Korupsi Dana Desa Kulur Tetap Diusut
KABARTIMURNEWS.COM, AMBON - Penyelidikan kasus dugaan penyimpangan dana desa dan anggaran dana desa Negeri Kulur, masih menunggu hasil audit Inspektorat Daerah Kabupaten Maluku Tengah.
Namun rekomendasi Inspektorat jika ternyata tidak menemukan penyimpangan hal itu tidak menghalangi jaksa mengusut kasus ini.
“Kita tetap usut, seperti kasus DD dan ADD Porto, Inspektorat bilang kerugian negaranya kecil sekali Rp 12 juta.
Kita tetap usut, ternyata khan lebih daripada itu,” ujar Kepala Cabang Kejari Saparua Leonard Tuanakotta kepada Kabar Timur, di Pengadilan Negeri Ambon, Kamis (21/2).
Namun begitu sesuai surat keputusan bersama (SKB) Kementerian Dalam Negeri, Kejaksaan Agung RI, dan Polri, pihaknya harus menghormati proses yang dilakukan Inspektorat Malteng. Yakni, proses penghitungan kerugian negara oleh aparat pengawas intern pemerintah (APIP) tersebut.
“Jadi kita belum tindaklanjuti DD atau ADD Kulur itu. Kita masih tunggu laporan APIP,” akuinya.
Ditandaskan Tuanakotta, pihaknya tetap akan mengusut dugaan penyimpangan DD dan ADD Negeri Kulur.
Penyelidikan terhadap kasus yang berasal dari laporan masyarakat itu baru sebatas puldata dan pulbaket.
Pengelolaan DD dan ADD Negeri Kulur tahun 2016 disinyalir sarat masalah. Dari laporan yang masuk, penyelewengan dilakukan dengan cara memanipulasi laporan pertanggungjawaban, padahal kenyataan lapangan diduga mark up dan fiktif.
Dugaan korupsi dilaporkan Forum Bersama Masyarakat Kulur (FBMK) ke Kejaksaan Tinggi Maluku, dan akhirnya didisposisikan ke Kecabjari Saparua.

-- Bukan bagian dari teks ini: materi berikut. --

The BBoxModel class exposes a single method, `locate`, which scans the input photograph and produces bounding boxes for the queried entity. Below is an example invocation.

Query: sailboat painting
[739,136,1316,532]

Dalam laporannya, FBMK menilai ada indikasi penyelewengan jabatan oknum aparat pemerintah maupun Saniri Negeri Kulur sehingga berpotensi merugikan keuangan negara pada DD ada ADD tahun 2016.
Beberapa mata anggaran seperti bantuan pertanian sebesar Rp 25 juta kepada 25 orang yang terbagi dalam 5 kelompok, uangnya disunat. Yang mana masing-masing mendapat bantuan berupa satu buah linggis, parang disertai uang sebesar Rp 600 ribu.

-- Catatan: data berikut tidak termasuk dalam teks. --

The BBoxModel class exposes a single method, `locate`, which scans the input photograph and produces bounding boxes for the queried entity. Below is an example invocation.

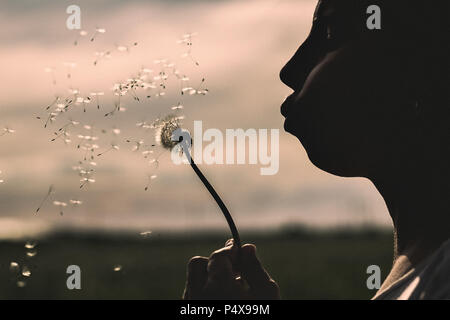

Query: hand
[183,239,280,300]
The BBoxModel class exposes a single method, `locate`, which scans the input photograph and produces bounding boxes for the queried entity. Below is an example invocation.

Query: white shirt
[373,239,450,300]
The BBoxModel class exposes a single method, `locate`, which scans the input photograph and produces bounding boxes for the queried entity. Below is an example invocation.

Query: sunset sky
[0,0,391,239]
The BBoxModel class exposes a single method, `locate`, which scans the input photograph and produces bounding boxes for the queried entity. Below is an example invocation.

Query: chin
[300,137,363,178]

Anggaran pemberdayaan senilai Rp 300 ribu per orang juga disunat oknum pemerintah desa dalam item kegiatan usaha mikro. Penerima bantuan sebanyak 21 orang dengan anggaran sebesar Rp 2 juta per orang atau total Rp 42 juta.
Sementara LPJ-nya, oknum pemerintah negeri menambahkan 20 orang lagi sehingga menjadi 41 orang penerima bantuan. Namun tambahan tersebut diduga fiktif.
Bukan saja pos pemberdayaan dan bantuan pertanian indikasi korupsi juga terjadi pada pos pengadaan anakan cengkeh yang menelan anggaran sebesar Rp 180 juta. Setelah dikalkulasi penyelewengan anggaran sebesar 30 persen lebih atau sekitar Rp 60 juta.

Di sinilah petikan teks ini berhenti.